The fourth conversion method does not determine the rotation angle in advance, but also performs the processing of determining the rotation angle, like the second and third conversion methods.
The image processing unit 123 that executes the fourth conversion method includes the same functional blocks as the image processing unit 123 when executing the first conversion method. The image processing unit 123 that executes the fourth conversion method includes a frame dropping unit 123A, a three-dimensional model generation unit 123B, a three-dimensional model rotation unit 123C, and a two-dimensional image generation unit 123D. Those configurations and functions are that the three-dimensional model rotation unit 123C in the case of executing the fourth conversion method does not previously record the data specifying the rotation angle, and the rotation angle change data for changing the rotation angle. Is input from the main control unit 122 to the three-dimensional model rotation unit 123C, and the three-dimensional rotation model rotation unit 123C receives the rotation angle change data every time the rotation angle change data is received. All are the same as the case of the first conversion method except that the rotation angle for rotating the three-dimensional model of the target face is changed based on the above.
Even when the fourth conversion method is executed, the converted moving image data generated by the image processing unit 123 is sent to the output unit 125, as in the case where the first conversion method is executed. This data is sent from the output unit 125 to the display 101. Then, on the display 101, a moving image based on the converted moving image data will be displayed, as will be described later. This display is performed in substantially real time after the image is captured by the camera 210, preferably within 0.5 seconds.
The user inputs the rotation angle change data while looking at his / her own face (target face) displayed on the display 101, and rotates the target face little by little, for example, to target the target face displayed on the display 101. Adjust so that your face is basically facing the front. The rotation angle change data is input using the input device 102. The rotation angle change data reaches the main control unit 122 in the same manner as other data input by the input device 102, and is sent from the main control unit 122 to the three-dimensional model rotation unit 123C. The rotation direction of the three-dimensional model is not limited to this, but may be only the vertical direction (around the X axis) and the horizontal direction (around the Y axis). Of course, they can be input using the input device 102. The angle at which the three-dimensional model rotating unit 123C rotates the three-dimensional model when the target face displayed on the display 101 is basically facing the front, and after that, the three-dimensional model rotating unit 123C causes the three-dimensional model of the target face. It is determined as the rotation angle when rotating the model at a uniform angle.
Even when the fourth conversion method is executed, the converted moving image data is output from the image processing unit 123 to the output unit 125.
Even when the fourth conversion method is used, it is possible to input the data for executing the mode for determining the rotation angle from the input device 102, and the mode for determining the rotation angle is set to, for example, the input of the start data. It is preferable to do it beforehand.
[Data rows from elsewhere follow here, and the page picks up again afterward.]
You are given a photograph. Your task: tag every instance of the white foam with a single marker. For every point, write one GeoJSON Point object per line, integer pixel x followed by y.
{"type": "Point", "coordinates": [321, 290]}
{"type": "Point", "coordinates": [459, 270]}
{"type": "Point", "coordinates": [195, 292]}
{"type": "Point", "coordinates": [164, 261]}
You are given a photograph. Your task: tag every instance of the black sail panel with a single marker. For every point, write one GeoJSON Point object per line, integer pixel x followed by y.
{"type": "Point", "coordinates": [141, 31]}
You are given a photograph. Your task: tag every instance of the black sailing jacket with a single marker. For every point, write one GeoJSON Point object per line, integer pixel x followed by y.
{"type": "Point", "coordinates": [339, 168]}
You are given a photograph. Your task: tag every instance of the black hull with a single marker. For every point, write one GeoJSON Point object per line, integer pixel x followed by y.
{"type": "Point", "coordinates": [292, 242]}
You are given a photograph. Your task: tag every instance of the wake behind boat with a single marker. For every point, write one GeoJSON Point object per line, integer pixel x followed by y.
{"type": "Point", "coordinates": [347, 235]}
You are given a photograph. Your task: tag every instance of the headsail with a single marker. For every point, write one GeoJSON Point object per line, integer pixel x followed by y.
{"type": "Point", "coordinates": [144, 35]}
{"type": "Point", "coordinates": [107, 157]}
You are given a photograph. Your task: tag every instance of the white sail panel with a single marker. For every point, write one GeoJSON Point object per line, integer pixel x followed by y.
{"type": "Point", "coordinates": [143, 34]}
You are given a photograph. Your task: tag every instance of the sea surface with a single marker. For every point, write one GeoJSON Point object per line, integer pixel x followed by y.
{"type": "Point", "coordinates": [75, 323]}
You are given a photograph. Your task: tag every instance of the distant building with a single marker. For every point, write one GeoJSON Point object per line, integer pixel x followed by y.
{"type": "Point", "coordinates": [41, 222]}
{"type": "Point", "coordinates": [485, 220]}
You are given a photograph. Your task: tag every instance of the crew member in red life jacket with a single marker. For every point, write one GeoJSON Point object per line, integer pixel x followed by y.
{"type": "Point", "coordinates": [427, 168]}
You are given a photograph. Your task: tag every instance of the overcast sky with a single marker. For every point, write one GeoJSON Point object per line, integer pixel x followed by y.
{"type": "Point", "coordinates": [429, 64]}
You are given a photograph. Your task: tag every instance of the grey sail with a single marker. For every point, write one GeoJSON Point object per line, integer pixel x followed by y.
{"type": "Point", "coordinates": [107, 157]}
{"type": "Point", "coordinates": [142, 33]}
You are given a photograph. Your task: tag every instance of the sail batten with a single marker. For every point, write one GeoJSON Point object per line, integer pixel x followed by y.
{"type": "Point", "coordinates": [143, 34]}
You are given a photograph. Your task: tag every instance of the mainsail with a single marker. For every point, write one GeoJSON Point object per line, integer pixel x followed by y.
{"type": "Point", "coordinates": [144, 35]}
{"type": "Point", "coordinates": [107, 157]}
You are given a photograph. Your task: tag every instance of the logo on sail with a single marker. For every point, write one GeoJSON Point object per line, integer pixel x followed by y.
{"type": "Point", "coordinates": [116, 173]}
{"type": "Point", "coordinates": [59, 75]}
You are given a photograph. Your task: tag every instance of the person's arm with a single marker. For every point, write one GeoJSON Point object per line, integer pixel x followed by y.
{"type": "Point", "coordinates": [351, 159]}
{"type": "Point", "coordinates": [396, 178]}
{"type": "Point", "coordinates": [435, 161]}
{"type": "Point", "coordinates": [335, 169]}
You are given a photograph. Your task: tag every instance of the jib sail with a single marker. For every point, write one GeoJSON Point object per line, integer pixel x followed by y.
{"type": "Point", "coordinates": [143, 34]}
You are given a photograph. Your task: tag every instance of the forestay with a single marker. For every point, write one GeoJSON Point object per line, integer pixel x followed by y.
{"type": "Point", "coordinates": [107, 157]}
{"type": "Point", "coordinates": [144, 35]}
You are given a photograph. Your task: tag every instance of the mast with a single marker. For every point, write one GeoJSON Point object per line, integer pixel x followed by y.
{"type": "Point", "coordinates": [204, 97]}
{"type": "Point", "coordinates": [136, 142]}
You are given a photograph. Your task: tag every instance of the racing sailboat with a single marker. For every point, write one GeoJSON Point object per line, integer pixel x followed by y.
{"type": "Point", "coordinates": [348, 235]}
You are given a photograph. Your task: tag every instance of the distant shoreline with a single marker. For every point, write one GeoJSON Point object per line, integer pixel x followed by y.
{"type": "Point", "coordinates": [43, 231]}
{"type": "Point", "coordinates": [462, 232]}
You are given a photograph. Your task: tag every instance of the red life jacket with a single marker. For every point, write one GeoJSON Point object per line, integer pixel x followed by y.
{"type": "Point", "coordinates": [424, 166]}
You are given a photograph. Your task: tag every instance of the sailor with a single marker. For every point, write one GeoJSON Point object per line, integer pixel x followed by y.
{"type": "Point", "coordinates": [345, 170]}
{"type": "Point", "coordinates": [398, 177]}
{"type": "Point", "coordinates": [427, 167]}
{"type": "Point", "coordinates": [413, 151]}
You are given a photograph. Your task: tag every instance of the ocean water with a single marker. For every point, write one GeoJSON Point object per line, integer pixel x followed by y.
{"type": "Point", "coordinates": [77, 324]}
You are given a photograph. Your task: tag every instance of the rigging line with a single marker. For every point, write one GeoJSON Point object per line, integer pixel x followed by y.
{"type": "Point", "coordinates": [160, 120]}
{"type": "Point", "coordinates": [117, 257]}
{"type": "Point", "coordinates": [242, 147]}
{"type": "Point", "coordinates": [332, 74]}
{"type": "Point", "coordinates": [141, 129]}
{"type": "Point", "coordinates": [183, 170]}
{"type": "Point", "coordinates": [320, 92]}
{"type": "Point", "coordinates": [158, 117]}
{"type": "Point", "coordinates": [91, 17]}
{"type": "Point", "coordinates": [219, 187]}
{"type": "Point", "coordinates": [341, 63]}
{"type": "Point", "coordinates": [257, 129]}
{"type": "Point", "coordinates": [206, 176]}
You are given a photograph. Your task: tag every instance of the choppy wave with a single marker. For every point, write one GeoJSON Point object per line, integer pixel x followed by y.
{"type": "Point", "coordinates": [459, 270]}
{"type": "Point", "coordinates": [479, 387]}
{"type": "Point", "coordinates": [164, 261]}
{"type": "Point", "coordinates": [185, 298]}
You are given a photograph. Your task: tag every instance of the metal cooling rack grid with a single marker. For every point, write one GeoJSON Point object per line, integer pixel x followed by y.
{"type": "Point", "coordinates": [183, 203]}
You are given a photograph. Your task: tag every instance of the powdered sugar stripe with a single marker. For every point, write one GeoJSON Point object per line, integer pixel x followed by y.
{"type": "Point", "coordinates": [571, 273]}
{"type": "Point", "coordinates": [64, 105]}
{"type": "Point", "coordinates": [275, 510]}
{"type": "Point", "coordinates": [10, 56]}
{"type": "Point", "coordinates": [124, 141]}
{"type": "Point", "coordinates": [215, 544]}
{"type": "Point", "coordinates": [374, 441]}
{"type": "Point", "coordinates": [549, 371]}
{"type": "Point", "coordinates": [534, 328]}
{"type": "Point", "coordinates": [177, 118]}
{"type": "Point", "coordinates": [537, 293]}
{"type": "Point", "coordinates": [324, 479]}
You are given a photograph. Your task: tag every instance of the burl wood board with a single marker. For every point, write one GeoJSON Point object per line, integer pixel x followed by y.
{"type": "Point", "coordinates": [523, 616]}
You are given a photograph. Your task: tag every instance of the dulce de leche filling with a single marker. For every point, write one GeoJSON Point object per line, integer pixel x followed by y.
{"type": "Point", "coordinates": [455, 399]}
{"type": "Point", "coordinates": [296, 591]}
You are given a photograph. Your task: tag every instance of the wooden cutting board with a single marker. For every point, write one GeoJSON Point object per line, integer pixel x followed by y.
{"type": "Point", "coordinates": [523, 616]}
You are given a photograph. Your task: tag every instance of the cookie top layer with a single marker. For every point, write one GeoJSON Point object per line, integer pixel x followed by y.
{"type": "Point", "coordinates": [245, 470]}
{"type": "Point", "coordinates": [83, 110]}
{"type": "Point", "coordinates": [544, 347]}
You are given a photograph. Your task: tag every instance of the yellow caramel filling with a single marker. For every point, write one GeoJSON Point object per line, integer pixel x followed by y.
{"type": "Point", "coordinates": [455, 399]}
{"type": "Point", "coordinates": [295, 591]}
Regardless of which of the first to fourth conversion methods described above is performed by the image processing unit 123, the output unit 125 receives the converted moving image data from the image processing unit 123 as described above. When receiving the converted moving image data, the output unit 125 sends it to the transmitting / receiving mechanism via the interface 114. The transmission / reception mechanism sends the converted moving image data to the computer device 100 specified by the above-mentioned designated data, that is, the computer device 100 included in the second communication system 10-2.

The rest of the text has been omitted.